声が出にくいという症状の影に、この上咽頭の炎症が隠れているケースが非常に多いです。Bスポット療法を受けることで、喉の違和感がスッと消えたり、声の通りが良くなったりする報告が多数あります。後遺症外来を設置している病院でも推奨されることが多い治療法の一つです。
言語聴覚士による本格的な音声リハビリ
医療機関には、ことばや飲み込み、聞こえの専門家である「言語聴覚士(ST)」が在籍している場合があります。医師の指導のもとで、一人ひとりの喉の状態に合わせた音声訓練(ボイスセラピー)を受けることができます。これはまさに、医療としてのボイストレーニングです。
言語聴覚士は、呼吸法や発声法、そして喉の筋肉を動かすための専門的なプログラムを作成してくれます。自分一人で行うトレーニングとは違い、プロの客観的な視点でフォームを修正してもらえるため、間違った発声の癖がつくのを防げます。筋肉の衰えが激しい場合や、神経的な問題がある場合には非常に心強い味方です。

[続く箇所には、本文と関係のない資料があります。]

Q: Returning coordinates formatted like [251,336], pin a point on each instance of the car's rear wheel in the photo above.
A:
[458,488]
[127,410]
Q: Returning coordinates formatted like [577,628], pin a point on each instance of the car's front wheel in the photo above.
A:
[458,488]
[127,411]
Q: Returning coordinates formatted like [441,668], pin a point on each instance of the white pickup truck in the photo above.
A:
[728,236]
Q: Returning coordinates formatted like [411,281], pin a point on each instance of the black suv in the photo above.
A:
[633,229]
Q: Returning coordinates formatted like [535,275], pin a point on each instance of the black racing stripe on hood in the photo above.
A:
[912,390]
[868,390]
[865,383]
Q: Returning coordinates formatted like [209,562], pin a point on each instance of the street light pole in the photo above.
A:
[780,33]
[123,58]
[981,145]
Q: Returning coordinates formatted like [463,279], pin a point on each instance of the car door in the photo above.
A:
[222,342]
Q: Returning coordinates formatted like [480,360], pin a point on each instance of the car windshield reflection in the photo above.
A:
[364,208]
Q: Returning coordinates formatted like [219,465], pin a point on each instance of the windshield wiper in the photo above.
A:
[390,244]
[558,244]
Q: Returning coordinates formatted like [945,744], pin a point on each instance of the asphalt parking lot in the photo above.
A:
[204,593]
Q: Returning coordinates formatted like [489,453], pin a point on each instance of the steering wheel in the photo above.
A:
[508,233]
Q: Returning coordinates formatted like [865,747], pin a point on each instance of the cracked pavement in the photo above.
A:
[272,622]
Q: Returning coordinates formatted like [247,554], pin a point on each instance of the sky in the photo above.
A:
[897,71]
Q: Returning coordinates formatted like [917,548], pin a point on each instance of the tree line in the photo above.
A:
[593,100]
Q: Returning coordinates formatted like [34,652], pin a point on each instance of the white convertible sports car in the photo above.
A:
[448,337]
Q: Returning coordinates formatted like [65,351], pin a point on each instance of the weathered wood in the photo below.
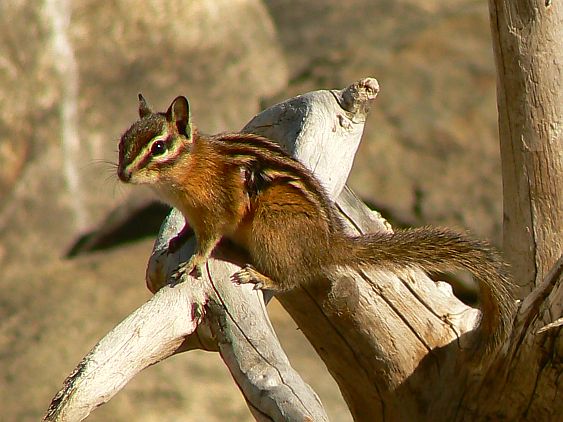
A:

リハビリは、1回受けて終わりではなく、定期的に通いながら自宅での課題をこなしていく形が一般的です。専門家と対話しながら進めることで、「声が出ない」という心理的な孤独感からも救われるはずです。自治体の保健所や病院の相談窓口で、音声リハビリが可能な施設を紹介してもらうこともできます。
コロナ後遺症で声が出ない状態から抜け出すためのまとめ
コロナ後遺症で声が出ないという悩みは、決してあなただけのものではありません。ウイルス感染によるダメージや、療養中の生活変化によって、喉が一時的にバランスを崩しているだけなのです。改善に向けた最大のポイントは、「焦らず、喉を休めながら、少しずつ再起動させる」という姿勢にあります。
まずは加湿や水分補給、十分な休息といった基本的なケアを徹底しましょう。その上で、ハミングやリップロールといった喉に負担の少ないボイトレメニューを日常に取り入れてみてください。無理に声を張り上げたり、咳払いを繰り返したりすることは、回復を遅らせる原因になるので厳禁です。
もし、自分だけでのケアに限界を感じたり、症状が数週間変わらなかったりする場合は、迷わず耳鼻咽喉科を受診してください。Bスポット療法や音声リハビリなど、現代医学には回復を助けるための確かな手段があります。あなたの声が再び明るく響く日は必ずやってきます。まずは今日、一回多めに水を飲むことから、回復へのステップを始めてみませんか。